Even with the sustainability tailwind, fundraising is not plain-sailing

Impact and sustainability remain high on LP wish lists, but a heterogeneous investor universe makes fundraising a difficult exercise.

What to make of current fundraising conditions? This question is never far from our thoughts; it has been even more prominent since the launch of our database of funds, investors and managers last week.

Conversations with market sources suggest that, while fundraising across broader private markets has slowed down, investor appetite for impact or sustainability-focused funds remains on the up. “We see no signs that demand for ‘impact’ private equity strategies is wavering,” said bfinance’s Anna Morrison.

A report published by investment bank Raymond James echoes this. A full 40 percent of limited partners expect their allocations to impact and sustainability-related strategies to increase in 2023 compared to 2022, according to a survey. This would put impact and sustainability ahead of healthcare (where 35 percent expect an increase), business services, financial services and defence (all 25 percent). Very few investors (3 percent) anticipate a lower allocation to impact and sustainability.

The bank would not disclose the sample size for the survey, so we treat the results with a little caution. However, the idea that more capital is being made available to managers of impact funds is evident in this week’s news.

Netherlands-based Polestar Capital, for example, is reporting traction among investors for its circular economy-focused private credit fund. Launched last year, director Jan-Willem König told New Private Markets he is expecting to hit the fund’s €250 million target by the end of H1. LPs who had been “busy defining their investment strategies and their investment buckets” for the last three years are now ready to deploy capital, he said. Polestar has just received commitments from four Dutch institutions.

Meanwhile, Climate Asset Management is toasting a $200 million mandate from tech giant Apple to split between its two strategies: a Nature-Based Solutions strategy, which generates carbon credits, and a sustainable agriculture income fund with a $1 billion target. Apple’s suppliers could potentially become partners in the fund, which Climate Asset Management’s Martin Berg described as “a rallying cry for corporates the world over”.

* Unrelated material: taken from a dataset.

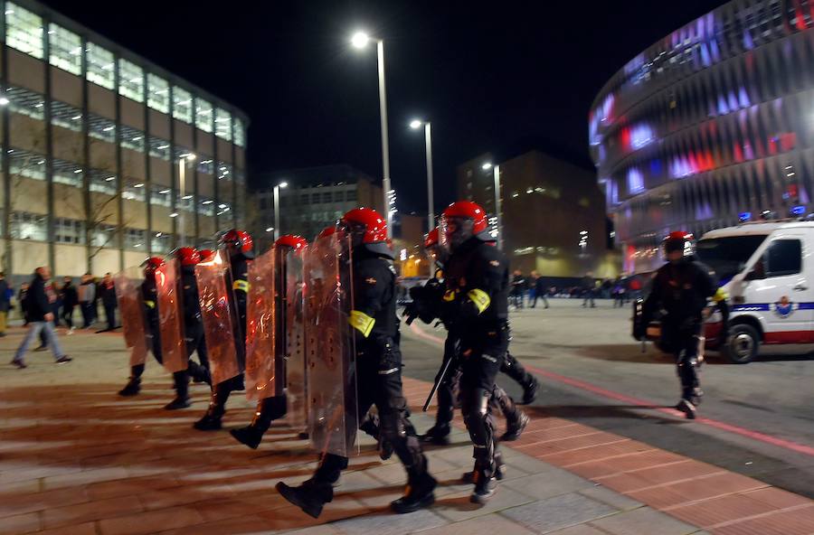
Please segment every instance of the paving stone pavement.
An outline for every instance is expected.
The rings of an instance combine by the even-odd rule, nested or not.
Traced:
[[[0,340],[0,351],[8,360],[21,334],[21,330],[13,329]],[[314,454],[307,443],[296,439],[297,429],[275,426],[256,451],[237,444],[226,430],[194,431],[191,425],[208,399],[205,386],[192,388],[195,401],[192,408],[165,411],[162,408],[173,394],[171,378],[150,361],[142,393],[121,399],[116,391],[128,370],[120,335],[77,333],[64,336],[63,342],[75,357],[70,364],[55,365],[47,353],[29,355],[30,367],[24,371],[0,364],[0,534],[705,532],[696,527],[701,524],[692,515],[687,521],[693,523],[678,520],[687,503],[677,501],[681,494],[672,487],[662,496],[665,507],[675,509],[669,515],[635,499],[637,493],[645,492],[642,495],[649,500],[646,491],[654,485],[660,489],[659,482],[672,481],[670,474],[646,473],[614,480],[610,478],[624,473],[592,465],[595,455],[580,456],[579,462],[577,457],[556,457],[574,453],[558,441],[591,436],[592,431],[582,427],[579,433],[572,433],[566,420],[541,414],[533,415],[525,442],[505,448],[508,475],[486,506],[469,503],[470,487],[460,483],[460,474],[471,468],[472,459],[467,435],[459,428],[450,446],[428,451],[431,470],[440,483],[431,509],[410,515],[390,512],[389,502],[402,491],[403,470],[397,462],[381,461],[373,443],[363,437],[361,455],[343,475],[334,502],[322,517],[313,520],[274,490],[278,481],[296,483],[314,469]],[[412,405],[419,404],[427,388],[426,383],[405,380]],[[225,426],[245,425],[252,408],[243,396],[233,396]],[[429,427],[430,418],[416,407],[412,410],[416,427]],[[459,426],[459,418],[457,421]],[[582,440],[583,449],[625,444]],[[634,447],[636,453],[630,454],[629,449],[620,455],[647,454],[655,455],[658,465],[664,464],[658,450],[639,452]],[[535,458],[538,455],[554,455],[556,462]],[[571,462],[581,468],[556,465]],[[720,474],[715,469],[692,474],[710,480],[712,495],[725,486],[724,483],[715,486],[715,478]],[[600,483],[601,477],[617,487],[627,485],[627,490],[610,490]],[[748,482],[742,483],[752,494],[754,525],[764,526],[750,533],[775,533],[771,516],[781,509],[814,513],[809,501],[795,502],[793,494],[751,489]],[[705,510],[708,525],[720,523],[722,517],[716,512],[737,509],[739,503],[722,500],[717,511]],[[782,533],[814,532],[803,530],[806,525],[799,521],[790,523]],[[724,521],[713,531],[746,533],[731,529],[734,526]]]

Then there is the open-ended Lloyd’s Private Impact Fund that Schroders Capital will be managing for investors in the historic insurance marketplace of the same name. It has been seeded with a £250 million ($312 million; €284 million) initial commitment from Lloyd’s.

And finally, Two Sigma just held a final close on a private equity fund that puts a slightly different spin on impact. Fundraising was no picnic for the firm. It launched during the height of pandemic restrictions and didn’t quite hit its original $750 million target. But partner Warren Valdmanis said he was nevertheless “thrilled”: “To have raised a first-time fund of this size is a good endorsement of the strategy that we’re pursuing.”

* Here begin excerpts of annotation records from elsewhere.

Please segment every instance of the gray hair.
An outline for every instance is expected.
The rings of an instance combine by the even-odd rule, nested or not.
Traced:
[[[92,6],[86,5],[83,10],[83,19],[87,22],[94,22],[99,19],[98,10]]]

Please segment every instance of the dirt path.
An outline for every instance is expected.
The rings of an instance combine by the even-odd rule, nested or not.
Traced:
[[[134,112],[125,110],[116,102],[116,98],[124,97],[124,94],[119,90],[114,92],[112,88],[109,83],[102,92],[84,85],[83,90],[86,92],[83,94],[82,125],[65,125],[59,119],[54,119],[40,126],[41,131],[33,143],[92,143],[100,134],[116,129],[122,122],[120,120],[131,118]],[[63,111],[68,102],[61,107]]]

What then to make of current fundraising conditions? These examples tell us two things. First is that a sustainability focus is indeed attracting LP capital amid otherwise tight conditions. Second is that in the broad church of impact and sustainability, LP capital is not particularly commoditised or fungible; it would be a surprise – to say the least – to find the same LP in any of the above funds.

So while sustainability may be “the place to be” in private markets, fundraising requires precision. Or a helpful new database.